Many parents have experienced the guilt associated with yelling at their children, and it’s a common concern. The urge to yell can be challenging to overcome, but it’s possible to break this habit with a deliberate effort. Laura Markham, Ph.D., author of “Peaceful Parent, Happy Siblings: How to Stop Yelling and Start Connecting,” offers a five-step process to help parents stop yelling at their kids:
- Quit Yelling About Ordinary Stuff: Pay attention to your behavior and stop raising your voice over minor, everyday matters. Approach your children and talk to them in a regular speaking voice instead.
- Put Out Your Own Fire: Engage in daily introspection or meditation to help calm yourself in the heat of the moment. Meditation can help you learn to ignore distractions and be more present.
- Think Of a Safe Word: Develop a phrase or word to tell yourself when you realize you’re about to lose your temper. These self-soothing phrases can help you regain control.

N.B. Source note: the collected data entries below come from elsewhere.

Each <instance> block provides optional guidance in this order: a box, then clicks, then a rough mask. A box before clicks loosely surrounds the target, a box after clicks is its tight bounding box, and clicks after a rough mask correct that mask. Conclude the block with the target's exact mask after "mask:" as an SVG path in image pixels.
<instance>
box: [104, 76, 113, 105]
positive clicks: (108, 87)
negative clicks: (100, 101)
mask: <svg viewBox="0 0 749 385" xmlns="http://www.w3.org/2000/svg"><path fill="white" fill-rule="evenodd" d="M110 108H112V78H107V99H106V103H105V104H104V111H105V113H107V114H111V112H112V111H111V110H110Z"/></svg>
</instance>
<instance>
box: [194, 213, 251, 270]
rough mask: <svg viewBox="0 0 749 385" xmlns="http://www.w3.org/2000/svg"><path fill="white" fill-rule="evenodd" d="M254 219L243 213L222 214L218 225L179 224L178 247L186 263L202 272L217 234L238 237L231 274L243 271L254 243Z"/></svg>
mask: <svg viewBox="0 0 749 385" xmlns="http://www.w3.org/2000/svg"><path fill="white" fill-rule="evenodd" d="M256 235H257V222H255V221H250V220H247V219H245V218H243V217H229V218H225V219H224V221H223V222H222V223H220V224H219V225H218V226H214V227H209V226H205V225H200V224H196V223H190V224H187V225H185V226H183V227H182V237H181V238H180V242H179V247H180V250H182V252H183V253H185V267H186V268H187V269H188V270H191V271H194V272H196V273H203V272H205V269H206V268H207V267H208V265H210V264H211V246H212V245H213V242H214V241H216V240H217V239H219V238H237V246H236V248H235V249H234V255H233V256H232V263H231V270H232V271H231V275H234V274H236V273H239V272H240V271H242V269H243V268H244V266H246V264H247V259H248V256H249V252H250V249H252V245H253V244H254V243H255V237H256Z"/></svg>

- Get Close: Instead of resorting to consequences or lost privileges when children misbehave, focus on reconnecting with them. Get down to their level, put your arm around them, and express understanding of their feelings.
- Tone Down Those Trigger Moments: Identify situations or times when you’re more likely to yell, and consciously work on maintaining a calmer tone. Use humor and positive reinforcement to keep the atmosphere light and reduce tension.
By following these steps, you can gradually reduce the frequency of yelling and create a more peaceful and connected environment in your home. The key is to break the habit by rewiring your reactions and responses over time. This approach benefits both parents and children, fostering better communication and understanding.